I grew up watching boxing. Occasionally, you would see a fighter like the young Mike Tyson who would go undefeated for years in a spectacular rise to the top. Floyd Mayweather has also shared the experience of going undefeated for a long time, remaining so to this day. Most fighters, however, suffered defeats on their way up the rankings.
One of the ways boxers remain undefeated is to carefully choose their fights, gaining competence and confidence by first choosing competitors they know they can beat, and later stretching to take on more dangerous fighters as their skills grow.

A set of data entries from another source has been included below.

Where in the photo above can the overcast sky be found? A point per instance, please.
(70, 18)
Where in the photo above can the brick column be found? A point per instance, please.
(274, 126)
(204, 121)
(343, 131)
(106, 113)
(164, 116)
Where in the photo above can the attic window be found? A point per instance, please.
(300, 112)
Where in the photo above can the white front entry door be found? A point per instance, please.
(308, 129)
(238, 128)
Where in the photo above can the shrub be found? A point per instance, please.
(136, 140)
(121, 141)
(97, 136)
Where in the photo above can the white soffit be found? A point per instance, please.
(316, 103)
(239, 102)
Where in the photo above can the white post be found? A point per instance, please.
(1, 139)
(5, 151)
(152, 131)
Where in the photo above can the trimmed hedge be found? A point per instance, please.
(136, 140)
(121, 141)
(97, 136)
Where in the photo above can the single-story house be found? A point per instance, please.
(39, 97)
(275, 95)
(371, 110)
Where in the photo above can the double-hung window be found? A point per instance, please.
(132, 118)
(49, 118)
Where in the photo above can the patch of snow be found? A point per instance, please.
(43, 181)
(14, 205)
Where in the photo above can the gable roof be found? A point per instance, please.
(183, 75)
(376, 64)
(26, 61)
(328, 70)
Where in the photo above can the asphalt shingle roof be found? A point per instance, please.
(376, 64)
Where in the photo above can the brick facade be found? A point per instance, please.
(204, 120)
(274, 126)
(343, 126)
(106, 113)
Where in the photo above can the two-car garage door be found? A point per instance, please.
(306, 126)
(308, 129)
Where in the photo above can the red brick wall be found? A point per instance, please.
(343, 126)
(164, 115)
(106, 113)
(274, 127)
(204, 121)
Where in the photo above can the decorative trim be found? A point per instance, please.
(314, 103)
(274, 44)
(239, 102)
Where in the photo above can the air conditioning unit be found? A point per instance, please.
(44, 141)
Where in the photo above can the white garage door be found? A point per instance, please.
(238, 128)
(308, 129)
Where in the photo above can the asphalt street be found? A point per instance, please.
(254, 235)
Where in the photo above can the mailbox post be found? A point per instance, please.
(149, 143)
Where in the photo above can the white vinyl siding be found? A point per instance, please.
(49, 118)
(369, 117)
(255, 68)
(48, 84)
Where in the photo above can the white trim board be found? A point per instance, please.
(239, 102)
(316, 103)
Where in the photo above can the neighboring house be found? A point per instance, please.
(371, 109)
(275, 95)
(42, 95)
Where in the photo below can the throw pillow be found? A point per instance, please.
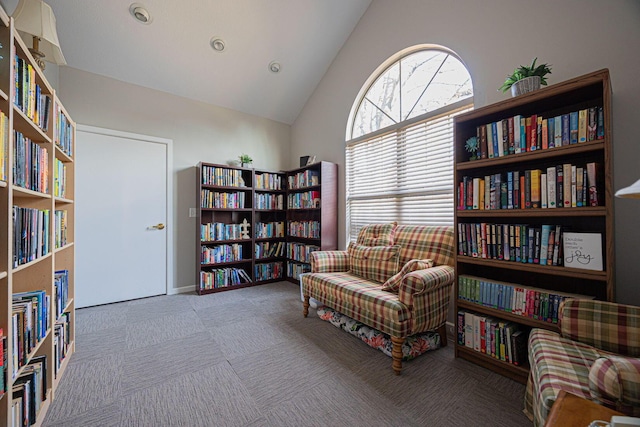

Selling is more like the UFC. No one makes it to the top of the rankings without suffering defeat along the way. Connor McGregor bit off more than he could chew by going up to weight classes to fight Nate Diaz. He lost. Rhonda Rousey lost in an unexpected upset to Holly Holmes. McGregor and Rousey are both tremendous fighters, even with losses on their records.
Competing to Win
Unlike a boxer, you can’t carefully choose which prospects you compete for to ensure that you go undefeated. Some of the opportunities that you pursue will be difficult opportunities for you to win. They will stretch you and your company.
You also don’t get to choose who you compete against. It’s wonderful luck when the final two sales organizations competing for your dream clients business end up being you and a competitor you can easily beat. But sometimes you end up competing against the ferocious company that has your number and knows how to win.
Sometimes you are going to lose even when that idea seems impossible. You are going to lose even when you do everything right. Sometimes, when you do a lot of things wrong, you are going to win.
You are not supposed to like to lose. As a competitor, you need a burning desire to win. You are allowed to be disappointed when you lose, but you are not allowed to allow that disappointment to take you out of your game.
No one playing the game is undefeated. Learn from your losses. Make adjustments. Take the next fight.